La rebellion

Aujourd’hui, c’est une belle journée de mars. D’humeur joyeuse, je décrète solennellement que cette journée sera l’occasion d’un grand nettoyage de printemps. Il faut dire que la maison en avait bien besoin.

Allons-y pour quelques poussières, un coup de chiffon à tous les endroits critiques et le tour est joué.

Passons à présent aux choses sérieuses, un bon coup d’aspirateur ne sera pas de trop ici. On appuie sur le bouton et c’est parti.

A dusty floor inside a house

Photo by Charles Williams, licence CC-BY-SA 2.0

Mais… que se passe-t’il ? Mon aspirateur, pourtant encore récent, ne semble pas fonctionner comme d’habitude.

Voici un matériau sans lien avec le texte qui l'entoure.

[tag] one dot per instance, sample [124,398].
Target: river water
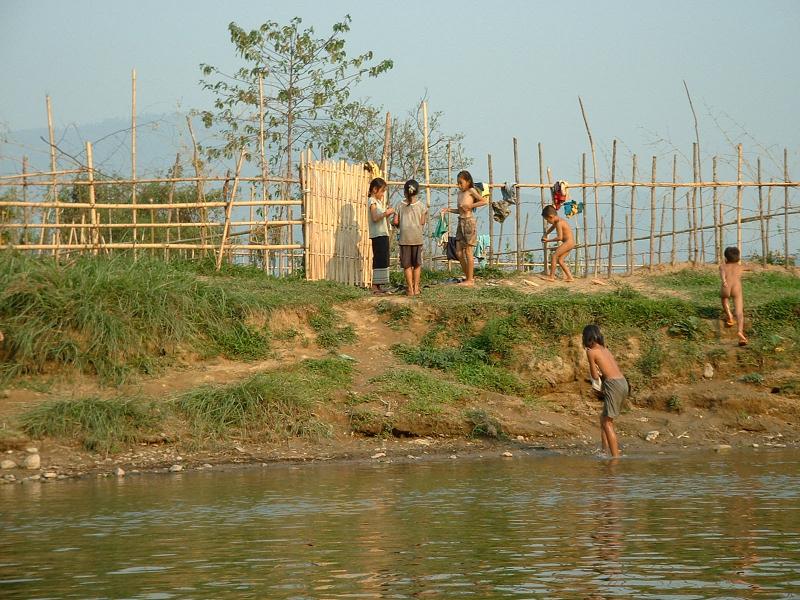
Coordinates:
[692,525]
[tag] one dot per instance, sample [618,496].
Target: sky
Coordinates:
[497,70]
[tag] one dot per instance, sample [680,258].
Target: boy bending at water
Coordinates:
[563,235]
[731,273]
[609,381]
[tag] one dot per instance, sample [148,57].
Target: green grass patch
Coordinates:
[273,405]
[111,316]
[425,392]
[101,425]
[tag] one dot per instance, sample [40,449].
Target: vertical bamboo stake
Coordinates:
[491,215]
[761,215]
[786,208]
[133,159]
[585,225]
[631,244]
[652,212]
[715,203]
[661,229]
[26,212]
[769,217]
[545,252]
[387,141]
[674,208]
[228,209]
[613,207]
[92,211]
[53,184]
[264,166]
[519,204]
[739,197]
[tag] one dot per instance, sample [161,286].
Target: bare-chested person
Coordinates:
[563,235]
[731,273]
[467,232]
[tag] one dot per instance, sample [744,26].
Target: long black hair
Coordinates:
[592,335]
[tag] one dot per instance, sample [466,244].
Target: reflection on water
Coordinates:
[668,527]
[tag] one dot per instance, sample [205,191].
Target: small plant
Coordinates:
[483,424]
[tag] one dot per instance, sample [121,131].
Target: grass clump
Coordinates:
[426,393]
[100,425]
[110,315]
[484,425]
[273,405]
[330,334]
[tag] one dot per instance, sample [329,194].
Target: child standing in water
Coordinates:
[731,274]
[563,235]
[410,218]
[609,381]
[467,232]
[379,234]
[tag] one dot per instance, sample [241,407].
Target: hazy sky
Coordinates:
[497,69]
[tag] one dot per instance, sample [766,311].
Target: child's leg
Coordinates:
[408,272]
[607,424]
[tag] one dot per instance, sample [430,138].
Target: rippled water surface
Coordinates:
[696,526]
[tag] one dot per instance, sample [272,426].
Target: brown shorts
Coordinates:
[410,256]
[467,232]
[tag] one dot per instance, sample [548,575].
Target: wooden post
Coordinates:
[92,200]
[697,250]
[545,249]
[228,209]
[631,245]
[387,140]
[786,209]
[585,226]
[26,211]
[715,202]
[739,198]
[596,207]
[519,204]
[53,184]
[134,216]
[674,208]
[761,215]
[491,214]
[613,207]
[652,212]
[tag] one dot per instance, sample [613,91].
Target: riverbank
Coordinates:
[282,370]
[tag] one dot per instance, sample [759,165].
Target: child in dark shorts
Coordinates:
[607,378]
[410,218]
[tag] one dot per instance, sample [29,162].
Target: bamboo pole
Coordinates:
[596,205]
[26,211]
[652,213]
[387,142]
[761,216]
[739,197]
[715,204]
[491,216]
[92,210]
[786,209]
[133,159]
[54,182]
[545,249]
[613,208]
[631,249]
[228,210]
[519,205]
[674,207]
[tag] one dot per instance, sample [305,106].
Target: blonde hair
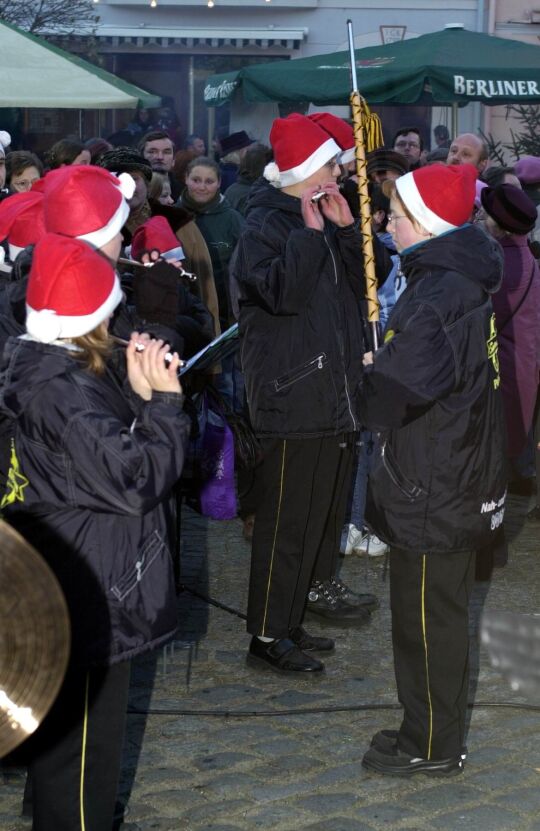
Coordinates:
[95,348]
[155,188]
[390,190]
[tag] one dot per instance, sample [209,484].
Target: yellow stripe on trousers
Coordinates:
[424,633]
[83,752]
[282,476]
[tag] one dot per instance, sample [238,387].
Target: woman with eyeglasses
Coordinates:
[438,484]
[23,169]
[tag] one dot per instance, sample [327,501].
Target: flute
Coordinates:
[140,347]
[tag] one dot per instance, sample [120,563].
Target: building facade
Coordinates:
[170,47]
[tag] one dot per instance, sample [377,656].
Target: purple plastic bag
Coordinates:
[217,493]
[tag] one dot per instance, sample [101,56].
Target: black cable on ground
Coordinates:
[183,588]
[312,710]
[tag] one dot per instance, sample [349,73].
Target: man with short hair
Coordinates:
[383,164]
[409,143]
[127,160]
[196,144]
[157,148]
[468,149]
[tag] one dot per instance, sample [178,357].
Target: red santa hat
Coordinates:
[339,130]
[440,197]
[156,233]
[86,202]
[21,220]
[5,141]
[300,148]
[71,289]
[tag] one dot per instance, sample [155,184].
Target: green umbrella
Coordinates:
[37,74]
[452,66]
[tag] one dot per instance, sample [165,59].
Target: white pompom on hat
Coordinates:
[440,197]
[5,141]
[156,233]
[86,202]
[21,220]
[300,148]
[71,289]
[339,130]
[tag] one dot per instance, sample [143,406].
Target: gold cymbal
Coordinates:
[34,638]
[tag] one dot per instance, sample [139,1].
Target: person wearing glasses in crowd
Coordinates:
[438,483]
[5,141]
[408,141]
[22,170]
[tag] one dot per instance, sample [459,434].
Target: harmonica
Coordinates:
[140,347]
[188,275]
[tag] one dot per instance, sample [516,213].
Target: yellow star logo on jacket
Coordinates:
[16,481]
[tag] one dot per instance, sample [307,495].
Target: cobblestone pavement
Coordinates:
[294,763]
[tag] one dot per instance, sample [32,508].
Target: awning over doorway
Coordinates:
[166,37]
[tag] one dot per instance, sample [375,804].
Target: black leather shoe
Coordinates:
[385,740]
[394,762]
[282,656]
[369,601]
[324,602]
[310,643]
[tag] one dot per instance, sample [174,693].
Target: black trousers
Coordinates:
[75,755]
[429,597]
[303,488]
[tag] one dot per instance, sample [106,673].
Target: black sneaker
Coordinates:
[282,656]
[369,601]
[310,643]
[394,762]
[323,601]
[387,739]
[534,515]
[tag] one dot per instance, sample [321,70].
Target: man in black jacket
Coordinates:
[438,486]
[297,276]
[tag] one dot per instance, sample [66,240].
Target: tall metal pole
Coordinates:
[363,195]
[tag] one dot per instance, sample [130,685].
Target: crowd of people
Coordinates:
[406,446]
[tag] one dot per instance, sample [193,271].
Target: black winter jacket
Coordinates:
[298,293]
[439,481]
[88,485]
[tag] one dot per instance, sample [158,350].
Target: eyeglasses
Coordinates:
[23,184]
[407,144]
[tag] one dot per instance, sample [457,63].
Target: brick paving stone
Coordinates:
[441,796]
[303,772]
[485,816]
[338,824]
[528,799]
[220,761]
[385,814]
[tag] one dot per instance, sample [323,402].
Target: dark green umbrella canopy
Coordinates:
[453,65]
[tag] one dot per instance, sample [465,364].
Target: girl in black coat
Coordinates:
[437,489]
[90,474]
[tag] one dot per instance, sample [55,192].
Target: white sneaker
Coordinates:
[350,539]
[371,545]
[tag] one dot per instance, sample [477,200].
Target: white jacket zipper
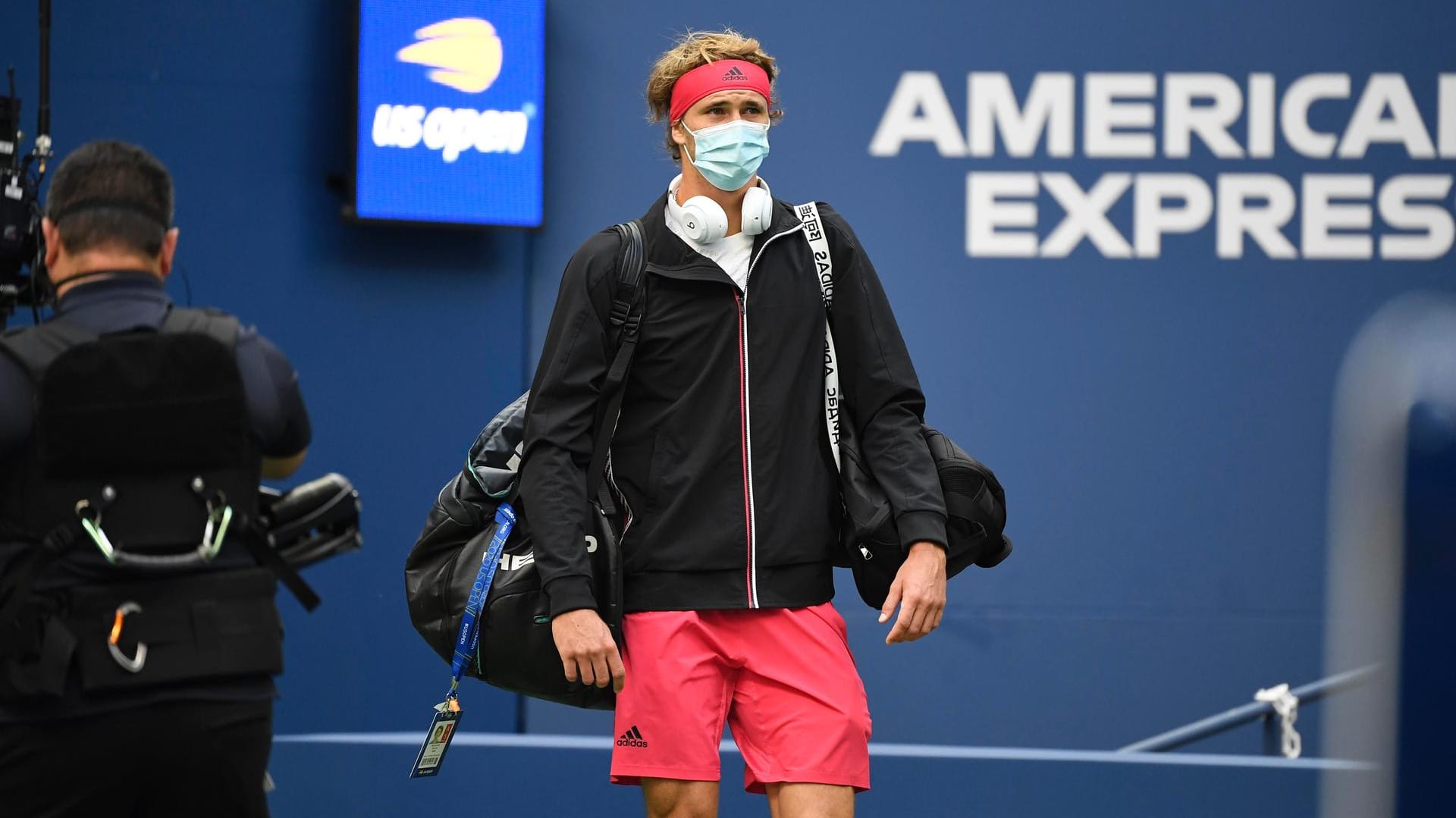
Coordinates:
[747,424]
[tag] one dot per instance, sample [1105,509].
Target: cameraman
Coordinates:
[136,666]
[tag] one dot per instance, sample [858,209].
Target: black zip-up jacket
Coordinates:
[721,450]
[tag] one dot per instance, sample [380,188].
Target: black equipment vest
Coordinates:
[140,457]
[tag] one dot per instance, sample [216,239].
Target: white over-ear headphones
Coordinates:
[705,221]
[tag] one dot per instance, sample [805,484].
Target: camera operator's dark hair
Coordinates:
[134,185]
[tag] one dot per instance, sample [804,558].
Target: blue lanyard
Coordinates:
[469,639]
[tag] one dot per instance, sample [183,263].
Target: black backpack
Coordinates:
[517,651]
[974,500]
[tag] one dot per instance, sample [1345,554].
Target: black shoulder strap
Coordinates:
[220,327]
[34,348]
[626,318]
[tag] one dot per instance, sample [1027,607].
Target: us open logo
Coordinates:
[465,54]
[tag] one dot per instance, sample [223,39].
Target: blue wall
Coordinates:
[1161,424]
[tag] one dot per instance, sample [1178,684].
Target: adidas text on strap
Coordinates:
[824,268]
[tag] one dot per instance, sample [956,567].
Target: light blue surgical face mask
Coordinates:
[730,155]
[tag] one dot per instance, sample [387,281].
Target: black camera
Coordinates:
[20,177]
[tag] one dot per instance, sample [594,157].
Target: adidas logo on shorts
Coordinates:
[631,738]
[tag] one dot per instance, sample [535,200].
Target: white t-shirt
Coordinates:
[731,252]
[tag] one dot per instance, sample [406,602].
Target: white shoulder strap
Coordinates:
[824,265]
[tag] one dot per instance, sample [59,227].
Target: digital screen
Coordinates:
[449,124]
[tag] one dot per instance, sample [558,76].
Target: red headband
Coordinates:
[724,74]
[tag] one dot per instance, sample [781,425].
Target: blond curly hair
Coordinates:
[691,52]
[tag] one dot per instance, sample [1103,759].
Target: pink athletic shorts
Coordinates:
[783,679]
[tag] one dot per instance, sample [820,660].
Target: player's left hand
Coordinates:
[919,590]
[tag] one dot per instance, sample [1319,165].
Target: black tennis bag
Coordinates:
[517,651]
[974,525]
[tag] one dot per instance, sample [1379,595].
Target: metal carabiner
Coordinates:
[130,666]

Il avale les poussières… et les recrache aussitôt quelques mètres plus loin. À ce rythme-là, il y aura tout autant de saleté après qu’avant.

J’interromps mon ménage quelque temps et inspecte la bête. Le tuyau et le sac sont bien en place et tous les réglages sont en ordre. Ça va très vite, après tout, les aspirateurs sont des engins très élémentaires. Visiblement, tout a l’air normal, ce qui me rend d’autant plus perplexe. Rien n’y fait, il dysfonctionne complètement.

Je m’assieds à même le sol, et je me surprends à lui dire à voix haute : « Mais qu’est-ce qui peut bien t’arriver, toi, de ne plus fonctionner normalement ? »

« Je n’ai plus envie, me répond soudain l’aspirateur.
— Attends, je rêve ou c’est toi qui m’a parlé ? m’entends-je lui répondre.
— Non, tu ne rêves pas, c’est bien moi. Alors je profite que tu m’adresses la parole pour faire une petite mise au point. Et j’ai même quelques revendications à te soumettre… »

Je reste héberlué. Un aspirateur qui parle, c’est tout bonnement impossible, et mon esprit cartésien ne peut admettre cette idée absurde. J’en demeure sans voix. L’aspirateur est quant à lui incroyablement bavard :

« D’abord, cette maison, c’est aussi un peu chez moi. Et je n’ai pas de jolie chambre décorée ni de lit douillet, moi, tu me forces à habiter dans un placard étroit et sombre, alors que j’ai incroyablement peur du noir. Ensuite, tu me traites comme un objet et non comme l’être sensible que je suis : jamais un mot gentil à mon intention, on dirait que tu ne t’intéresses à moi que lorsque je peux t’être utile, et tu m’oublies aussitôt. Quant à la poussière et tout ce qui traîne au sol, je suis désolé mais ça me dégoûte vraiment de devoir avaler ça chaque semaine, c’est vraiment de la torture. Comprends-moi, toi non plus tu n’aimerais pas ingurgiter ça. J’ai longtemps tourné ça dans ma tête mais aujourd’hui il fallait que ça sorte. Alors je fais la grève. Et je refuse de reprendre le travail ! »

Depuis ce jour, j’ai appris à respecter mon aspirateur. Je le salue chaque matin ou lorsque je rentre le soir à la maison. Il dispose désormais de sa chambre personnelle. Nous partageons des moments de franche camaraderie en regardant la télévision le soir et il choisit lui-même ses repas. Peu importe la poussière si ça permet de gagner une amitié.